Cet espace du studio à la prison de Marseille est aussi un espace symbolique.
Cette dimension n’est certainement pas duplicable. Pour autant, cette situation mérite d’être analysée car elle donne du sens au projet.

Ce sens concerne plus largement la question de « l’image en prison » au-delà de ce lieu spécifique.

La prison, c’est du temps mais c’est aussi un espace architectural conçu pour contrôler, gérer et contraindre les corps (Cf/ Surveiller et punir, Michel Foucault). Le studio a été construit dans les anciennes cours de promenade du quartier de haute sécurité

Ces cours de promenade étaient disposées sous la forme d’un panoptique, c’est-à-dire construites à partir d’un point central qui ouvre sur un champ de vision permettant une visibilité totale. Chaque détenu isolé dans la cour est alors vu et contrôlé par un surveillant placé sur un point central. Cette architecture est liée à la question du regard. Le studio audiovisuel construit sur le même espace, inverse la place du regard proposée par l’institution disciplinaire.

Panoptique de Bentham:

Essai de superposition vers la conception du “Studio”:

Dans le studio, c’est le groupe de détenus qui a le pouvoir de regarder à partir de ce point central, qui contrôle sa propre transgression (ouverture et fermeture des portes donnant dans les espaces de travail, point rouge lumineux interdisant l’accès dans la salle du studio au moment du tournage). Cette symbolique très forte dans ce lieu agit aussi sur le comportement des stagiaires.

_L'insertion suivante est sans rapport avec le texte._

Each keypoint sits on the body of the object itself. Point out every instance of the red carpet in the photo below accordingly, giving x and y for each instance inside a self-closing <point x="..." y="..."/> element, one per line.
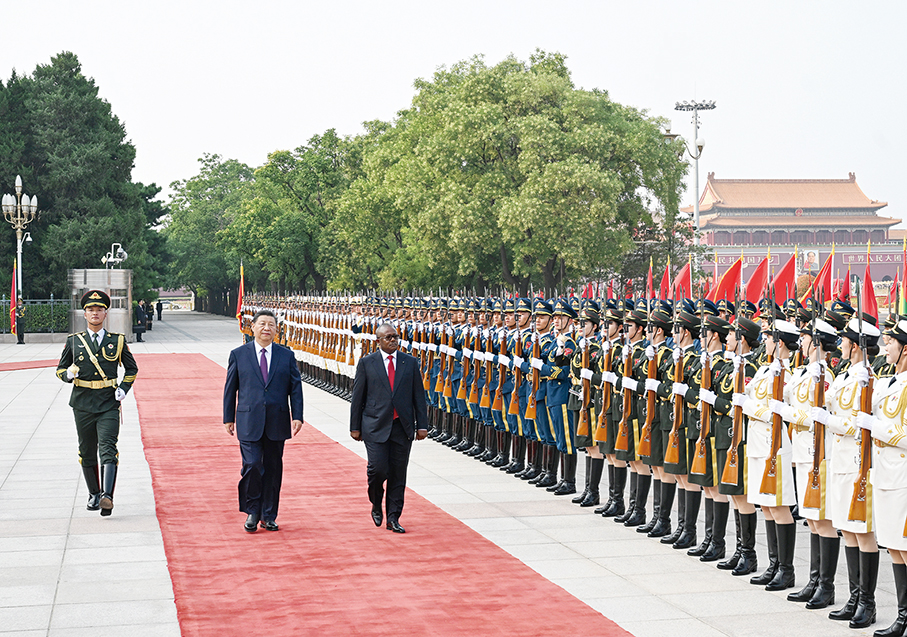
<point x="9" y="367"/>
<point x="328" y="571"/>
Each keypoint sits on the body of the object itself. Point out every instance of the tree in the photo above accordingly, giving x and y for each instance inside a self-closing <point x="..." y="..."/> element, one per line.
<point x="507" y="175"/>
<point x="284" y="225"/>
<point x="201" y="207"/>
<point x="72" y="152"/>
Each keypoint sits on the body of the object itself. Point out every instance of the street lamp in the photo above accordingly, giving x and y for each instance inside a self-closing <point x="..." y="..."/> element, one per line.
<point x="19" y="211"/>
<point x="700" y="144"/>
<point x="116" y="255"/>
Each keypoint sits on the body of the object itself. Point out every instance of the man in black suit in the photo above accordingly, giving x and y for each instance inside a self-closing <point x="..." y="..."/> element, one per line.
<point x="265" y="377"/>
<point x="387" y="411"/>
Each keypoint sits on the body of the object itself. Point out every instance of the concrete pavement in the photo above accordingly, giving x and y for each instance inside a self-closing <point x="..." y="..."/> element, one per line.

Le « pouvoir » dissocie les fonctions, celui de la prison s’établit sur la dissociation de la fonction de voir de celle d’être regardé.
Faire de l’image en prison c’est bien évidemment s’interroger et déplacer ce rapport de pouvoir. En ce sens du déplacement, nous produisons dans ce lieu, un acte de « transgression ». Celui-ci est nécessaire car il permet de continuer un mouvement, un développement, dans un lieu qui fige les choses, les êtres et leurs possibilités d’évolution.

L’institution pénitentiaire est, par sa fonction même, dans l’impossibilité de produire la moindre transgression.

L’art par contre n’existe que par sa capacité de transgression. La cohabitation de deux objectifs, celui de la prison et celui de l’expérience artistique, peut paraître improbable. C’est donc l’acceptation de ces différents objectifs et la qualité de transgression qui est produite par les cinéastes et par l’opérateur culturel qui va permettre à un travail de création de se développer avec des détenus en prison.

Le principe posé par Lieux Fictifs d’accueillir différents professionnels de l’image dans le dispositif du studio évite d’enfermer les expériences cinématographiques dans un dogme, une méthode d’écriture.
Autant de personnalités, autant de rencontres différentes. Autant de questions de cinéma, de démarches, de dispositifs, de mises en scène, de répartitions des places ouvrant ainsi les frontières entre les genres : théâtre, cinéma, télévision, vidéo, art plastique…

Les choses doivent se développer dans leur rythme, tout en les stimulant, dans une grande qualité d’écoute et d’observation, en ouvrant sans cesse des horizons… Avancer en terrain peu sûr, sans préalable, ne pas s’imposer mais provoquer des situations de cinéma et observer des réactions.
Saisir sans cesse l’accident, la chose imprévue, dans l’instant. Ne jamais la subir mais être suffisamment ouvert pour risquer sans cesse les choses.”

Au final, le “Studio”, se compose d’une grande salle de rédaction, une salle de vissionnage de film, une salle de régie télé, une salle de montage virtuel, et un plateau de tournage.